Through the lens of Abe Shinzo’s September 26, 2006, election as Japan’s new prime minister, this report examines the fundamental changes that are redefining Japan’s foreign policy strategy.

Main Argument

Japan is on the verge of a sea change in its foreign policy strategy. The September 26 election dramatically symbolizes three forces impelling Japan on a new course.

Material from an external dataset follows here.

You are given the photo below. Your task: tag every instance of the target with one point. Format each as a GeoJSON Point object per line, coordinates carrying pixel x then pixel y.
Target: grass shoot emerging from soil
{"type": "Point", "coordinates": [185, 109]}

  • Japan’s external environment is changing. The end of the cold war undermined Japan’s grand strategy of concentrating exclusively on building economic power while maintaining a minimal defense. The belligerence of North Korea, the rise of China, and increased American expectations of alliance reciprocity have given Japanese a new sense of vulnerability.
  • Japan’s ruling conservative elite has historically demonstrated a pattern of adapting both its foreign policy and its domestic institutions to fit fundamental changes in the international system. Accordingly it is now loosening the self-binding restrictions on Japan’s participation in military security affairs and it is making far-reaching changes in its domestic institutions in order to support a new activist foreign policy.
  • A new generation of political leadership which favors a higher international political profile for Japan and believes that Japan must assert its own identity in the global community is now rising to the forefront of Japanese politics.


Policy Implications

  • For most of the cold war, Japan showed little interest in military cooperation with the United States. However, beginning in the late 1990s, hitherto resisted military cooperation with U.S. forces was steadily increased in piecemeal ways, leading to increased reciprocity in the alliance.
  • While Japan is becoming an engaged ally, the bilateral relationship will not become like that of the U.S. with the U.K. Japan is motivated by imperatives, values, traditions, and practices that differ from those of the U.K. Japan’s readiness to tighten cooperation with the U.S. is not the result of shared values, so much as it is the realist appraisal of the value of the alliance.
  • Japan has a great interest in promoting multilateral institutions in Asia where it can establish its leadership, compete with China for influence, and press for solution to a wide range of purely regional problems.